Even security products themselves might be affected. Checking the digital signature of a file and assigning that file a certain level of trust according to the outcome – that’s a fairly common practice. Applications signed by specific trusted vendors might get whitelisted – either for certain operations or completely. But of course, it’s imperative that the file in question really originates from the expected vendor; if it was modified by a 3rd party, the trust is unjustified.
As we can see in the few examples above, not being able to trust digital signatures of executable files can be a serious problem. So, what now? The patch is released, everyone installs it and we are back in the world where all is fine again? Well… mostly. The thing is that there are multiple ways to modify signed executables. Some of them can be easily detected because the resulting files are so twisted that no one would ever create such a file without actually trying to exploit the vulnerability. Others are harder to avoid because they are not enabled by any bug in Windows code – they are partly a design flaw (and since we are talking about the format of executable files and digital signatures, it’s something that cannot be easily changed because it would invalidate millions of signed executables out there), and partly a bug in the modifiable executables themselves (i.e. a problem in those 3rd party applications susceptible to this kind of attack). And while the patch tries to do its best to prevent even those harder-to-detect methods, there likely are some applications out there that still can be tampered with while keeping their signature valid.
We have not found any malware using this vulnerability prior to the release of the patch (we have run multiple probes across our 150m+ strong user base to get some intelligence on that). However, we have discovered a few companies that use it in their legal (non-malicious) files – most likely to avoid repetitive signing. Those companies might be in for a little surprise – because their files won’t be signed anymore after the patch is installed (i.e. the signature on these files won’t be verified on systems where the patch is present). This is not to say that you shouldn’t install the patch – you certainly should! The files in question are not “properly signed” anyway.

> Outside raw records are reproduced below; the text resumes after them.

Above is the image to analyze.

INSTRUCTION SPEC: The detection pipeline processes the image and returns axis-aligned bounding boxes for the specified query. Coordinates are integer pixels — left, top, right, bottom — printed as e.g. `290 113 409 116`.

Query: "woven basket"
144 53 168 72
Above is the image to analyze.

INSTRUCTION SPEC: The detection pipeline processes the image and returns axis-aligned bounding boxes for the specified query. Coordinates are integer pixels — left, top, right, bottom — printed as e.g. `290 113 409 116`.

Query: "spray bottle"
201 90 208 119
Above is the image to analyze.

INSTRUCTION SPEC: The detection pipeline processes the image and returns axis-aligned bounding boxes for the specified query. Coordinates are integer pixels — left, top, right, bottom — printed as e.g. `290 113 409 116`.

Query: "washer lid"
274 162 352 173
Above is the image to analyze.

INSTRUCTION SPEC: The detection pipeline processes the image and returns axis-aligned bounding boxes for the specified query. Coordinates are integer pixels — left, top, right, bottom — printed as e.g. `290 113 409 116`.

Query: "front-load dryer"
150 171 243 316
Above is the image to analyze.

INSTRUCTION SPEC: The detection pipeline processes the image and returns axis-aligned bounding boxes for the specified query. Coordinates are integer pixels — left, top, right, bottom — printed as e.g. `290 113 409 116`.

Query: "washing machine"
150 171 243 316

To conclude – you can never be too careful when it comes to downloading and installing programs. Even a digital signature by someone you trust doesn’t give a 100% assurance that the file is safe. The reason doesn’t even have to be the vulnerability discussed here – the signing certificate may have been stolen, the company computers may have been infected by a virus that embedded itself into the file before the signing, a certificate authority may have been hacked and a fake signing certificate created by the attacker; we have seen all of those. So, don’t download files from suspicious sources, always double check where you download files from, keep your system up-to-date – and use a good antivirus that protects your computer from similar attacks.